32. L’appelante a soulevé d’autres questions dans ses observations.

33. L’appelante a fait valoir qu’elle avait cotisé à l’assurance-emploi pendant toute sa vie active et qu’il était injuste qu’on lui refuse maintenant des prestations au moment où elle en a le plus besoin.

34. La Loi sur l’assurance-emploi est un régime d’assurance. Comme pour tout autre régime de ce type, il faut satisfaire à des conditions précises pour recevoir des prestationsNote de bas de page 14. Le rôle du Tribunal est de décider si l’appelante, qui demande des prestations du régime d’assurance, remplissait les conditions requises. J’ai décidé que non.

35. Le Tribunal n’a pas le pouvoir de rendre des décisions fondées sur la compassion ou l’équité.
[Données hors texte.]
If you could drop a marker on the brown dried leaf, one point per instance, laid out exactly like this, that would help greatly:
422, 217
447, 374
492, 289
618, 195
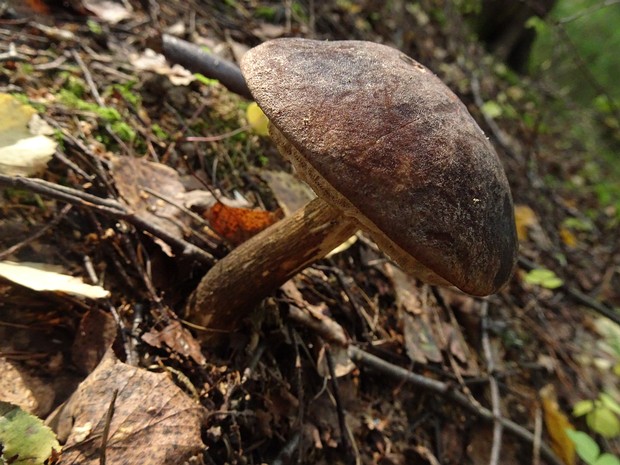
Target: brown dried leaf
289, 191
557, 423
133, 175
420, 341
177, 338
153, 421
18, 386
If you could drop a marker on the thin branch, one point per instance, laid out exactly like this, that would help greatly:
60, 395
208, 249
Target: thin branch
587, 11
197, 60
361, 357
579, 296
108, 207
88, 77
495, 398
14, 248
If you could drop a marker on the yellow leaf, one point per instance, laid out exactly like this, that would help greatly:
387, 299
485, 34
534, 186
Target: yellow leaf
557, 423
24, 149
567, 237
257, 119
524, 218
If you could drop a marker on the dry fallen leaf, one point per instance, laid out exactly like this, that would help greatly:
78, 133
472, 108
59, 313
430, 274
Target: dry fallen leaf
177, 338
134, 176
237, 225
290, 193
418, 329
557, 423
153, 422
42, 277
24, 149
94, 337
107, 10
156, 62
20, 387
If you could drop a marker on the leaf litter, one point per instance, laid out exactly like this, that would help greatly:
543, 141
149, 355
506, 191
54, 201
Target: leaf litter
270, 390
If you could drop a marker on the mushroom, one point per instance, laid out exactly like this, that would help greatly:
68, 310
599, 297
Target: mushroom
388, 149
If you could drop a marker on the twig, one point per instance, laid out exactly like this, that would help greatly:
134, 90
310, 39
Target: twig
537, 436
578, 295
88, 77
342, 422
495, 400
36, 235
197, 60
364, 358
498, 133
586, 11
106, 428
108, 207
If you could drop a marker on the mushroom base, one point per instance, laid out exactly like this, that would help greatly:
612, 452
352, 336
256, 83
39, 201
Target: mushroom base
237, 283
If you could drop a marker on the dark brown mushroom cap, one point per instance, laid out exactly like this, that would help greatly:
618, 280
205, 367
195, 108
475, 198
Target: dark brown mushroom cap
379, 136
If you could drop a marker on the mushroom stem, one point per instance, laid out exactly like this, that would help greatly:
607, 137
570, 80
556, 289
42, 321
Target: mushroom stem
255, 269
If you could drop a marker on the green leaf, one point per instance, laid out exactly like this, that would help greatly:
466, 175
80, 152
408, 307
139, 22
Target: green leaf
544, 278
607, 459
604, 421
587, 448
609, 402
24, 438
491, 109
582, 407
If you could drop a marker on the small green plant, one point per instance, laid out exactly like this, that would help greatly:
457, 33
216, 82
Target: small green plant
544, 278
24, 438
602, 415
589, 451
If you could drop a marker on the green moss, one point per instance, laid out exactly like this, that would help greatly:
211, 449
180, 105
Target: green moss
108, 114
205, 80
123, 131
159, 132
126, 90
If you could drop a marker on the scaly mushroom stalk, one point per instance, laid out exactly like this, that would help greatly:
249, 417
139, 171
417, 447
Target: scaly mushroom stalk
256, 268
389, 149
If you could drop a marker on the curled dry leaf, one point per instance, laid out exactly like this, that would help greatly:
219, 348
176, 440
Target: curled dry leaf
94, 337
135, 177
290, 193
177, 338
24, 149
153, 420
38, 277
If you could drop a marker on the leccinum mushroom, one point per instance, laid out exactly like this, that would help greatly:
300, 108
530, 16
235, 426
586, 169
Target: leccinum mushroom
388, 149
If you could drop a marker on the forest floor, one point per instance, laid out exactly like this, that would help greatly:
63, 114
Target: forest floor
147, 139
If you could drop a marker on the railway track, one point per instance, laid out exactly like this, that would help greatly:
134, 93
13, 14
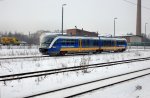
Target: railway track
90, 86
78, 54
26, 57
67, 69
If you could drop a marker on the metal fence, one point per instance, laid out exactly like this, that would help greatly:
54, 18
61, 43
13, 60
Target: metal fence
19, 47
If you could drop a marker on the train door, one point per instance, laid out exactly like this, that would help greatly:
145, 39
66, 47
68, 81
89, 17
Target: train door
80, 45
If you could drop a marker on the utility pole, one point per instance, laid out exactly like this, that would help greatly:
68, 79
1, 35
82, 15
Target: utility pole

Il doit suivre le droit lié à l’affaire et appliquer la Loi sur l’assurance-emploiNote de bas de page 15.

Alors, l’appelante a-t-elle perdu son emploi en raison d’une inconduite?

36. Selon mes conclusions précédentes, je suis d’avis que l’appelante a perdu son emploi en raison d’une inconduite. En effet, ses actions ont entraîné son congédiement. Elle a agi délibérément. Elle savait que le refus de se faire vacciner l’empêcherait d’effectuer son travail et qu’elle perdrait son emploi en conséquence.

Conclusion

37. La Commission a prouvé que l’appelante a perdu son emploi en raison d’une inconduite. C’est pourquoi l’appelante est exclue du bénéfice des prestations d’assurance-emploi.

38. Par conséquent, l’appel est rejeté.